My challenge to Tim and other AR/AO youth and young adult leaders would be to take Jeff Wilson's and Chris Wilson's critique of these AO efforts a little more to heart. The whole concept of Anti-oppression work for UU youth, who score highest of any group on college entrance exams, is a real cunundrum. These youth are among the least oppressed humans in the world in terms of their opportunities, and that includes the People of Color youth. Not that they aren't oppressed in some ways, as are we all.

However, with the support of the UU Administration, the Youth Office and other authority figures, some UU youth and young adult leaders have taken AR/AO to an extreme. They talk about how to use love while acusing any white person of being a racist. It's dysfunctional, at the very least. AO/AR work has become very loud and very deaf. I don't think this is what the UUA, the Youth Office, or AR/AO intended.

AR/AO destructive to our youth and young adult is also becoming more and more harmful to UU youth and young adult conference communities because it displaces business and leadership training time with identity group meetings and protests against unintentional institutional racism.

There is a real failure of the AR/AO leaders to recognize their own INSTITUTIONAL racism in their efforts to put themselves forward as good people who are good role models. This is creating a mentality that they are the ones empowered by the UUA to ferret out evil in the world as if they themselves are non-racist, non-oppressive people themselves.

This might be true in terms of where their hearts are at, but in terms of the institutional matrix in which they are embedded, their hands are dirty too, just like the folks they accuse, but they fail to recognize this and instead are coming across as deeply disfunctional and incredibly strident in their accusations of racism and oppression in other people. What started out with good intensions with some good work done is quickly degenerating into an unhealthy UU A0/AR sub-culture which is doing more harm than good to our UU youth and young adult con communities.

Salem had its witch hunt and now the AO/AR work is degenerating into a "witch hunt" with all of the atmosphere of hysteria that occurred in Salem.

Meanwhile, the AR/AO folks are claiming that they are the ones being hurt by racism at UU youth business meetings, which is a load of horse manure. Because, the AR/AO folks are not recognizing the context of institutional racism present and are resorting to theatrics to empower themselves, just like the teen age folks who started the Salem witch hunts. There needs to be some responsible intervention from our UU leaders in regards to the new rise of the AR/AO witch hunt sub-culture before more damage is done to our UU youth and young communities.

I recognize that the Journey to Wholeness or any community building effort will go through periods of chaos, but then, folks need to drop their strident personal agendas and start listening to one another in order to engage in the process of building a real UU community where everyone is once again included as who they see themselves to be if they are not trying to hurt other people.

People who are close to one another hurt each other very easily, even just by NOT paying enough attention, but we need to be able to recognize when people are not intentionally hurting other people even as we state clearly our own joys and concerns.

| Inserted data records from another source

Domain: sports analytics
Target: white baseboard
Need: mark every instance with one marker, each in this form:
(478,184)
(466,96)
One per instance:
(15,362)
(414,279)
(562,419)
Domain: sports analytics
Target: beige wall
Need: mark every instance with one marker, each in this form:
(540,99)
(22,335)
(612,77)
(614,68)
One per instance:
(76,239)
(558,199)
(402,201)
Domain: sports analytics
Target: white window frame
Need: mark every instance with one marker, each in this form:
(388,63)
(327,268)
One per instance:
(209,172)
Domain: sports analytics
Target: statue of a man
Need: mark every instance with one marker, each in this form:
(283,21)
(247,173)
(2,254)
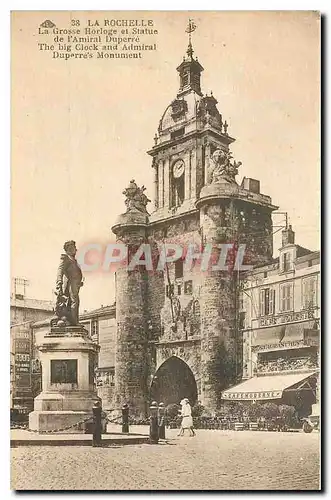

This goes for "UUism is only about local church on Sunday" UUs and ministers as well as "youth cons and young adult cons are the most meaningful thing happening in UUism today" UUs, like me, and even "you are a racist oppressor because you are white and I'm not because I'm a PoC or a white AR/AO leader" UUs.

All of these groups, so well represented in this debate, need to drop their agendas and start caring about one another as people who are different than them and have no intension of conforming to the other's opinions entirely.